New car market rises 10.4 per cent in April – but it’s a mixed picture

Time 9:22 am, May 4, 2018

THE UK new car market grew 10.4 per cent in April, with 167,911 new units registered, according to figures released today by the Society of Motor Manufacturers and Traders (SMMT).

Demand was affected by a number of factors, including the timing of Easter, which meant two additional selling days this April, and March’s adverse weather, which pushed some deliveries into the fourth month of the year.

Most significant, however, were the VED changes that came into force last April, causing a pull forward into March 2017 and a subsequent depressed April market.

April figures this year paint a mixed picture, with private demand growing 26.3 per cent, while the fleet market remained stable at 0.9 per cent.

However, business registrations saw a significant decline, falling 12.9 per cent compared with the same month last year.
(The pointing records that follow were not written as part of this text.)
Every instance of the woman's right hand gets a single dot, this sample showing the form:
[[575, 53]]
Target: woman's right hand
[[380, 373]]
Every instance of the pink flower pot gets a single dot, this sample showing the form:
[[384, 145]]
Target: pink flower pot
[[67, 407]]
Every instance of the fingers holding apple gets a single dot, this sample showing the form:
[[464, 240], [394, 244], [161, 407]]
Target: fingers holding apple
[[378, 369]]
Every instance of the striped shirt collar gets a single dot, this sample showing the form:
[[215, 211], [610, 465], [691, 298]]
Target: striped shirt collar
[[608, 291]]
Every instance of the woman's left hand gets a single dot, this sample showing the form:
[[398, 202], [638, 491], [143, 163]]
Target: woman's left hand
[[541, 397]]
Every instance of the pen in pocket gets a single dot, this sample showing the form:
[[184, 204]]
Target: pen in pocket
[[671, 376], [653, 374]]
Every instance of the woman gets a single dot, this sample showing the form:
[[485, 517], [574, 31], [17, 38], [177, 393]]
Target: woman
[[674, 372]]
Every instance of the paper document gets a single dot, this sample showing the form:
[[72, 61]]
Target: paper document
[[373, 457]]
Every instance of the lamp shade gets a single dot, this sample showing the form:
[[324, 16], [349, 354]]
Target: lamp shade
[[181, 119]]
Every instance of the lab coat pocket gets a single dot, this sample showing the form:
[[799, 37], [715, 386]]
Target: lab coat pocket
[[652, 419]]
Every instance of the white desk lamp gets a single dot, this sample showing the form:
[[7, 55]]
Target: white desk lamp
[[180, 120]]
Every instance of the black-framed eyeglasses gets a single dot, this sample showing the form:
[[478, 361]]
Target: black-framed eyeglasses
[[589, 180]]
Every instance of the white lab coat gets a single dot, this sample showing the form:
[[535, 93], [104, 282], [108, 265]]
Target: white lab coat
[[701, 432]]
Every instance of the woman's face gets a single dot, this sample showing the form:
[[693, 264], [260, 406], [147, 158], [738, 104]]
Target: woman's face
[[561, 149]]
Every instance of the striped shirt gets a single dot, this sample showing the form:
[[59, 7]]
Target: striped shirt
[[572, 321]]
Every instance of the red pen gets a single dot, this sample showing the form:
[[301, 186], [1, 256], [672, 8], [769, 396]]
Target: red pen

Demand for supermini and dual-purpose cars saw the most significant growth of all segments, up 27.0 per cent and 26.8 per cent respectively.

Demand for petrol cars grew in April, up 38.5 per cent, while diesel registrations continued the recent trend, declining by 24.9 per cent.

Meanwhile, registrations of plug-in and hybrid electric cars continued to rise, up 49.3 per cent, thanks to manufacturer investment in a growing choice of models.

While the growth is welcome, these alternatively fuelled vehicles still account for just 5.6 per cent of the market.

Despite the significant rise in the month, the overall new car market remains down year to date, with new registrations in the first four months falling 8.8 per cent, year on year, to 886,400 units.

While this level of decline is expected to slow over the course of 2018, political and economic uncertainty will continue to affect the market and further instability could cause additional disruption.

Mike Hawes, SMMT chief executive, pictured, said: ‘It’s important not to look at one month in isolation and, given the major disruption to last April’s market caused by sweeping VED changes, this increase is not unexpected.

‘While the continuing growth in demand for plug-in and hybrid cars is positive news, the market share of these vehicles remains low and will do little to offset damaging declines elsewhere.

‘Consumers need certainty about future policies towards different fuel types, including diesel, and a compelling package of incentives to deliver long-term confidence in the newest technologies.’